Five gene categories relevant to pathogenicity (encoding transcription factors, secondary metabolism enzymes, CSEPs, CAZymes and transporters) had markedly different expression patterns during infection (Fig. 5b and Supplementary Fig. 11). We distinguished three waves of gene activation corresponding to pathogenic transitions (Fig. 5c). Among the genes upregulated at the appressorial phase were those encoding CAZymes that are predicted to degrade cutin, cellulose, hemicellulose and pectin, which may contribute to initial host penetration, together with a larger set of enzymes that potentially remodel the fungal cell wall (Fig. 5b and Supplementary Fig. 8a). However, early during infection, the transcriptome of C. higginsianum was dominated by secondary metabolism genes, with 12 different secondary metabolism gene clusters being induced before penetration and during biotrophy (Fig. 5b,c and Supplementary Table 13). This indicates previously unsuspected roles for appressoria and biotrophic hyphae in synthesizing an array of small molecules for delivery to the first infected plant cells. Because these cells initially remain alive, such molecules are probably not toxins and may instead function in host manipulation, similar to protein effectors27. Remarkably, the C. higginsianum secondary metabolism gene cluster with the strongest activation at this stage was silent in C. graminicola at all the infection stages we examined (Fig. 4 and Supplementary Fig. 12), suggesting that additional metabolite diversity is generated through transcriptional regulation.

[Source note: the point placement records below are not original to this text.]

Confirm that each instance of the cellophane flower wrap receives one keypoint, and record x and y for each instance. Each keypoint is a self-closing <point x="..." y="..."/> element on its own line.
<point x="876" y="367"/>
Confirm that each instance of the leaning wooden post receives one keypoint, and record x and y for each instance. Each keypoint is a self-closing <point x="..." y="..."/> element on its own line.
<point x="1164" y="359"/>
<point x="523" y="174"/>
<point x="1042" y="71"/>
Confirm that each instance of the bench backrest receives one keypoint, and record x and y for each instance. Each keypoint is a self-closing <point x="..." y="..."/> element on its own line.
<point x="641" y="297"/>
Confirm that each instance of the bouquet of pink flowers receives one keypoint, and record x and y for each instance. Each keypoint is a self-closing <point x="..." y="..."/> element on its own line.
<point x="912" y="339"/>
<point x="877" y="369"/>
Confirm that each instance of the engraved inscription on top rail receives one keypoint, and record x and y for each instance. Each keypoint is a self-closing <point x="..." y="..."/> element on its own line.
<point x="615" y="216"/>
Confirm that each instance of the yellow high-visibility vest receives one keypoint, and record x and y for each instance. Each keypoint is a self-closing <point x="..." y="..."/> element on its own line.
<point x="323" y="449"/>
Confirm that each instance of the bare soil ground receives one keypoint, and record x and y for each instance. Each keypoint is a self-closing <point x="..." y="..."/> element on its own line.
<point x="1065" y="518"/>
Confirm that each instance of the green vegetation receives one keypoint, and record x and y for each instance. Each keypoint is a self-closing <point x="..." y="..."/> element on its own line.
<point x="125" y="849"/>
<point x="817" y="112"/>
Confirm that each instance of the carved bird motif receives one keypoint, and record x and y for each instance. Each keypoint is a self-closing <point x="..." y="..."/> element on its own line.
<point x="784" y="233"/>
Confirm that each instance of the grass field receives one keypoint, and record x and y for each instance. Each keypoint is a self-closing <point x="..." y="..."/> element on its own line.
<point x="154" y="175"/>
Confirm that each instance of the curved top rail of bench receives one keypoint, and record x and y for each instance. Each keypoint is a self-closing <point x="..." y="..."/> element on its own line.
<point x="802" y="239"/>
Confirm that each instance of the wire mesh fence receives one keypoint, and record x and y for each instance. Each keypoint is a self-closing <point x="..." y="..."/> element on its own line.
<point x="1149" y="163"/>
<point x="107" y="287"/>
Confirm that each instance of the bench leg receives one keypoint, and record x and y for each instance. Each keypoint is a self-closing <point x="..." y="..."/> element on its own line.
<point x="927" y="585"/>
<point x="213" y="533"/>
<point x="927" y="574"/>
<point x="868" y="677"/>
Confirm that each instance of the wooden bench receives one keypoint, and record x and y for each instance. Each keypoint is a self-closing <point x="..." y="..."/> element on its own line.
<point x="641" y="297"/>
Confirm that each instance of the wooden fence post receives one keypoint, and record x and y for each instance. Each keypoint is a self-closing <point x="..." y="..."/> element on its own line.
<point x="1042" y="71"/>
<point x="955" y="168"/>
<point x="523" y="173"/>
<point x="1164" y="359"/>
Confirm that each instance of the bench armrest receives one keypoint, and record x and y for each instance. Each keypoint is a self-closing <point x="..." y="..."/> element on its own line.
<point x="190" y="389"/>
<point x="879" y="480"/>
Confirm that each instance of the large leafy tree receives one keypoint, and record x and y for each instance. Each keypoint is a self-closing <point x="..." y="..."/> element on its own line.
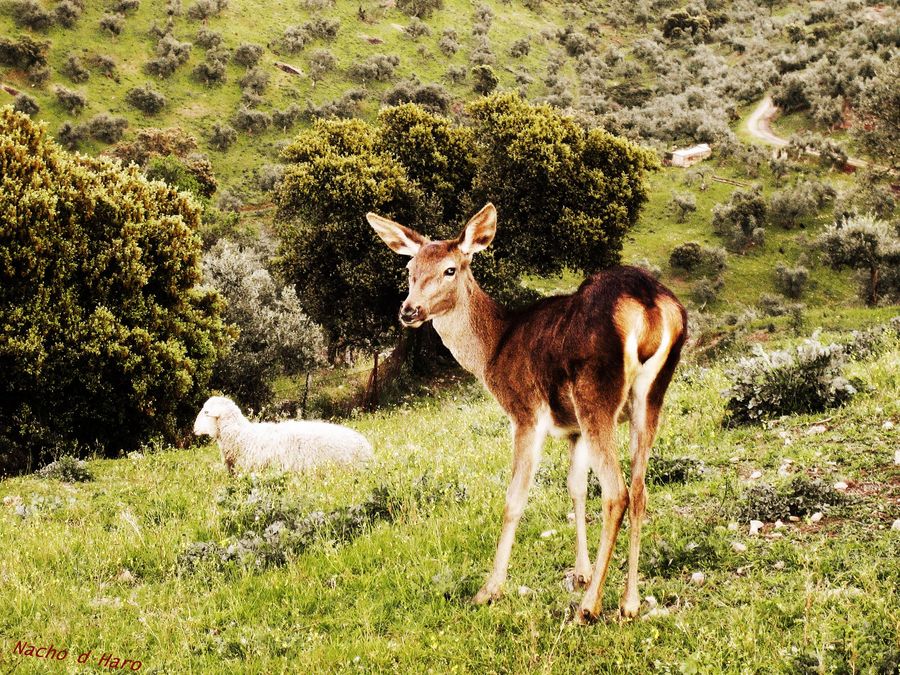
<point x="106" y="340"/>
<point x="566" y="197"/>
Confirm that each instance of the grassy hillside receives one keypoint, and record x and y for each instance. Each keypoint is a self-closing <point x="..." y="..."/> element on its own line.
<point x="98" y="565"/>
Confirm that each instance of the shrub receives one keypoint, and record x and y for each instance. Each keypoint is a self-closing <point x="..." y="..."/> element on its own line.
<point x="107" y="128"/>
<point x="67" y="469"/>
<point x="73" y="101"/>
<point x="247" y="54"/>
<point x="484" y="79"/>
<point x="276" y="337"/>
<point x="146" y="99"/>
<point x="791" y="280"/>
<point x="807" y="379"/>
<point x="67" y="13"/>
<point x="113" y="24"/>
<point x="740" y="221"/>
<point x="869" y="245"/>
<point x="449" y="42"/>
<point x="25" y="104"/>
<point x="75" y="70"/>
<point x="379" y="68"/>
<point x="419" y="8"/>
<point x="30" y="14"/>
<point x="206" y="9"/>
<point x="107" y="279"/>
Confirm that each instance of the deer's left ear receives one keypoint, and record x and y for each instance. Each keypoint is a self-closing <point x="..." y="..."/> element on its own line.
<point x="479" y="232"/>
<point x="399" y="239"/>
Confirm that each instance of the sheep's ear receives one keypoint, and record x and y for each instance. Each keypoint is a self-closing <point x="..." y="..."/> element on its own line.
<point x="399" y="239"/>
<point x="479" y="232"/>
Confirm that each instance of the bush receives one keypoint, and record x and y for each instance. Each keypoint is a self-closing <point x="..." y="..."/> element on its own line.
<point x="107" y="128"/>
<point x="807" y="379"/>
<point x="25" y="104"/>
<point x="75" y="70"/>
<point x="146" y="99"/>
<point x="73" y="101"/>
<point x="791" y="280"/>
<point x="379" y="68"/>
<point x="107" y="279"/>
<point x="30" y="14"/>
<point x="247" y="54"/>
<point x="276" y="337"/>
<point x="113" y="24"/>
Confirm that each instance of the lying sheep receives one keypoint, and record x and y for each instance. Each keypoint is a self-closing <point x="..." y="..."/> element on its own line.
<point x="291" y="445"/>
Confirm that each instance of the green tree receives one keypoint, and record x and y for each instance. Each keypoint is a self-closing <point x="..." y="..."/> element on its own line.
<point x="106" y="341"/>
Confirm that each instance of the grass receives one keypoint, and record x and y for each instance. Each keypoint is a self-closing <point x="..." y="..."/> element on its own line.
<point x="822" y="597"/>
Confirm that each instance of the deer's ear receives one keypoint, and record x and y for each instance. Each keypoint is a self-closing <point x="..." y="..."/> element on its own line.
<point x="479" y="232"/>
<point x="399" y="239"/>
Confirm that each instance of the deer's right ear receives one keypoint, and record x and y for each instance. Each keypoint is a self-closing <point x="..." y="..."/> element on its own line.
<point x="399" y="239"/>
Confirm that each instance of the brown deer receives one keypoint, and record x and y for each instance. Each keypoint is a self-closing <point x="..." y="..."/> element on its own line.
<point x="568" y="365"/>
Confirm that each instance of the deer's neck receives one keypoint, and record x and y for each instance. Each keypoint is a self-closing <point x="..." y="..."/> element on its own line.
<point x="472" y="329"/>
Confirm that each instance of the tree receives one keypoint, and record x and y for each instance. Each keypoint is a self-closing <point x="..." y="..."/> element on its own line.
<point x="107" y="341"/>
<point x="878" y="123"/>
<point x="869" y="245"/>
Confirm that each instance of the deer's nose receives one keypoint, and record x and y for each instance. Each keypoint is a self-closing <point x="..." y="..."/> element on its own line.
<point x="408" y="313"/>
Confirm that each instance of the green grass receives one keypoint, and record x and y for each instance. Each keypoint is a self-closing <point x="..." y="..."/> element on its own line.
<point x="397" y="597"/>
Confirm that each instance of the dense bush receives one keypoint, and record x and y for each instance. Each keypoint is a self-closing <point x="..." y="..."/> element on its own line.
<point x="741" y="220"/>
<point x="107" y="340"/>
<point x="146" y="99"/>
<point x="806" y="379"/>
<point x="791" y="281"/>
<point x="276" y="337"/>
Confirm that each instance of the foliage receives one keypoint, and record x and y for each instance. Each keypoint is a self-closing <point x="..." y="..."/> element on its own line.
<point x="807" y="379"/>
<point x="107" y="342"/>
<point x="275" y="337"/>
<point x="869" y="245"/>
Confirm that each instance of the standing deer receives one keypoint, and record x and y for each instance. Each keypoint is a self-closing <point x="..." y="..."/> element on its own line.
<point x="567" y="365"/>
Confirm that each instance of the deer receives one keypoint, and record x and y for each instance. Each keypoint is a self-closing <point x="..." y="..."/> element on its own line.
<point x="570" y="366"/>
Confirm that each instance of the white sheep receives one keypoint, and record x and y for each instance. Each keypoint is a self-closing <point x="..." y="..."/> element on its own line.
<point x="292" y="445"/>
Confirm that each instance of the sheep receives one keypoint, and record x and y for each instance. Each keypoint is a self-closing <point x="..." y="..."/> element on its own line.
<point x="292" y="445"/>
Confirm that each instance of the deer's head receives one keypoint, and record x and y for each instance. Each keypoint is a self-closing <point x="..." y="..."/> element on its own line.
<point x="438" y="270"/>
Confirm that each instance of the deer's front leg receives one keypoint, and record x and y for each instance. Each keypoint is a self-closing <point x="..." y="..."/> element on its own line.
<point x="527" y="443"/>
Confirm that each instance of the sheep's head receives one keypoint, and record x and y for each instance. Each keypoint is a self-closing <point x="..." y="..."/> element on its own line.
<point x="217" y="407"/>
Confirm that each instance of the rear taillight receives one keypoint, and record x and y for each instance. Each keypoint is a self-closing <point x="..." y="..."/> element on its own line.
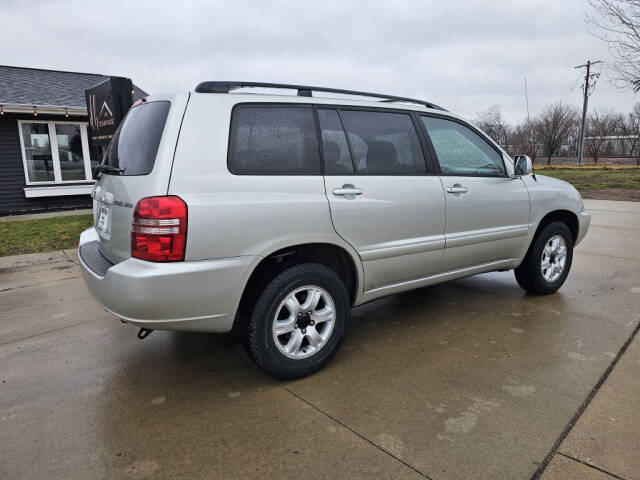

Different sets of CSEP-encoding genes were expressed at each infection stage, but the majority of these genes were strongly induced during biotrophy (Fig. 5b,c and Supplementary Table 16). This suggests Colletotrichum requires a maximum capacity for host manipulation during intracellular colonization and that biotrophic hyphae provide a major interface for effector delivery to host cells. These specialized hyphae morphologically resemble the haustoria of obligate biotrophs, which function both as platforms for effector secretion and feeding structures for the uptake of sugars and amino acids28,29. However, we found no evidence for specific transcriptional reprogramming of nutrient transporters in C. higginsianum during biotrophy (Fig. 5b,c and Supplementary Table 16), suggesting that the biotrophic hyphae of this pathogen function primarily to deliver protein effectors and secondary metabolites to the plant cell.
Transcripts encoding a vast array of lytic enzymes are induced at the transition to necrotrophy, when the pathogen uses dead and dying host cells as a nutrient source to support rapid colonization and sporulation (Fig. 5b,c and Supplementary Fig. 8). These enzymes include 44 putative secreted proteases and 146 CAZymes that potentially cleave all major polysaccharides in the host wall (Supplementary Figs. 8 and 11). Concomitantly, numerous genes encoding plasma membrane transporters that may be required for assimilating the products of this degradative activity, for example, oligopeptides, amino acids and sugars, are also induced (Fig. 5b,c). In fungi, genes encoding secreted proteases, CAZymes and permeases are often subject to pH regulation30. Consistent with this, we found evidence that necrotrophy in C. higginsianum is associated with local alkalinization of Arabidopsis tissue, probably resulting from fungal ammonia secretion31, but tissue alkalinization was less pronounced in maize colonized by C. graminicola at this stage (Supplementary Fig. 13).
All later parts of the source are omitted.